I taught at the convent school for local village children instead. This was a whole different ball-game....15 students, ages 3-7, all in one tiny, low-ceilinged classroom for 5 hours a day. What this amounted to---as I'm sure any primary educators out there already know---was total. unbridled. chaos. Sometimes I managed to pull off a simple English or Math exercise or game. Most of the time, I was pulling children off the rafters, wiping glistening ropes of snot, dirt and god-knows-what-else from their eyes and noses, confiscating colored pencils just in time to prevent an eye-gauging. It was an exercise in crowd control and, without a doubt, the hardest job I've ever done. I spent the two hours after school let out every day flat on my back in the gravel about a mile from the convent grounds, too exhausted to move, let alone meditate.
(See sorry attempts at crowd control, *cough*--English-teaching below).
As much as I wanted to write about how "spiritually transformative" or "enlightening" my stay at the convent was, it just wouldn't be true. Most of the time, Jujik Shel felt more like a remote, all-female, subsistence farming-collective than a Tibetan Buddhist convent... the women just happened to have shaved heads and wear crimson robes. I know my experience was much more about navigating a difficult language barrier, trying to find ways to be helpful in a subsistence-farming community, and staying sane in the chaos of the classroom than it was about reaching any new heights in my private, esoteric practice. In the toughest moments, it was about doing everything I could not to scream at other people's children.
Tired nuns (and village orphans) at dinnertime.
Tired nuns (and village orphans) at dinnertime.
I am learning, like I'm sure many "spiritual tourists" have before me, that spiritually transformative experiences don't come on demand...even in India.
But that doesn't mean they don't come at all. No, I'm not achieving nirvana on a mountaintop in Zanskar. And no, I haven't escaped samsara by attaining some perfect yogic pretzel at an ashram in Rishikesh. But India is still offering me plenty of opportunities to grow and change. They're just the breaking-down kind of change---that challenging, humbling, what-doesn't-kill-you-makes-you-stronger type of "spiritual transformation"... more like, spiritual cross-fit. And I have a choice.
I can wallow in self-pity and regret, constantly fighting against my reality and mourning the experiences I think I should be having.
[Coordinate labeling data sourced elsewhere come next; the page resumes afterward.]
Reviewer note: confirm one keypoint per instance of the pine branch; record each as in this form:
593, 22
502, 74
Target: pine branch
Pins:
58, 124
Or I can start learning from the experiences I'm actually having, difficult as they may be.
That means accepting everything that comes into my path as perfect, every experience I have as the one I needed, whether I wanted it or not. Even the scams. Even the antibiotic-resistant intestinal infections (that happened). All of it.
Because it is possible that my soul needed all of this challenging and humbling more than it needed another yoga course or meditation retreat. It is possible that I'm having the exact experience I'm supposed to have, whether I like it or not.
I have no proof of this. It's just a choice---a cognitive shift in the way I choose to process my unfolding experience that makes it that much more manageable, that much more liveable. And right now, it's the only way I know how to go on with this journey, however long it may last.
Making the most of it with the kiddos at Jujik Shel.
Making the most of it with the kiddos at Jujik Shel.